The financial services industry is fundamentally an information processing industry. An investment fund processes information in order to evaluate investments, an insurance company processes information to price their insurances, while a retail bank will process information in order to decide which products to offer to which customers. It is, therefore, no accident that the financial industry was an early adopter of computers.

The first stock ticker was the printing telegraph, which was invented back in 1867. The first mechanical adding machine, which was directly targeted at the finance industry, was patented in 1885. Then in 1971, the automatic teller banking machine, which allowed customers to withdraw cash using a plastic card, was patented. That same year, the first electronic stock exchange, the NASDAQ, opened its doors, and 11 years later, in 1982, the first Bloomberg Terminal was installed. The reason for the happy marriage between the finance sector and computers is that success in the industry, especially in investing, is often tied to you having an information advantage.
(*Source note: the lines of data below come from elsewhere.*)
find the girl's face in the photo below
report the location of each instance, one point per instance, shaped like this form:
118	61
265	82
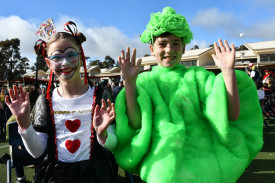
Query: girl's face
168	50
64	59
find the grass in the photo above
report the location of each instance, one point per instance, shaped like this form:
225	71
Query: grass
261	169
29	172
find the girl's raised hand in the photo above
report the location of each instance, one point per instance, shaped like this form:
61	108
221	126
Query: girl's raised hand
129	67
225	57
19	104
103	117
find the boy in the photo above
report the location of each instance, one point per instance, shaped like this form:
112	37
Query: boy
177	124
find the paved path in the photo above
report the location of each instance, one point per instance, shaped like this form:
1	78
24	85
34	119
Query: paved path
262	168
In the early days of Wall Street, the legends of the gilded age made brazen use of private information. Jay Gould, for example, one of the richest men of his time, placed a mole inside the US government. The mole was to give notice of government gold sales and through that, tried to influence President Ulysses S. Grant as well as his secretary. Toward the end of the 1930s, the SEC and CFTC stood between investors and such information advantages.

As information advantages ceased to be a reliable source of above-market performance, clever financial modeling took its place. The term hedge fund was coined back in 1949, the Harry Markowitz model was published in 1953, and in 1973, the Black-Scholes formula was first published. Since then, the field has made much progress and has developed a wide range of financial products. However, as knowledge of these models becomes more widespread, the returns on using them diminish.

When we look at the financial industry coupled with modern computing, it's clear that the information advantage is back. This time not in the form of insider information and sleazy deals, but instead is coming from an automated analysis of the vast amount of public information that's out there.

Today's fund managers have access to more information than their forbearers could ever dream of. However, this is not useful on its own. For example, let's look at news reports. You can get them via the internet and they are easy to access, but to make use of them, a computer would have to read, understand, and contextualize them. The computer would have to know which company an article is about, whether it is good news or bad news that's being reported, and whether we can learn something about the relationship between this company and another company mentioned in the article. Those are just a couple of examples of contextualizing the story. Firms that master sourcing such alternative data, as it is often called, will often have an advantage.

But it does not stop there. Financial professionals are expensive people who frequently make six- to seven-figure salaries and occupy office space in some of the most expensive real estate in the world. This is justified as many financial professionals are smart, well-educated, and hard-working people that are scarce and for which there is a high demand. Because of this, it's thus in the interest of any company to maximize the productivity of these individuals. By getting more bang for the buck from the best employees, they will allow companies to offer their products cheaper or in greater variety.

Passive investing through exchange-traded funds, for instance, requires little management for large sums of money. Fees for passive investment vehicles, such as funds that just mirror the S&P 500, are often well below one percent. But with the rise of modern computing technology, firms are now able to increase the productivity of their money managers and thus reduce their fees to stay competitive.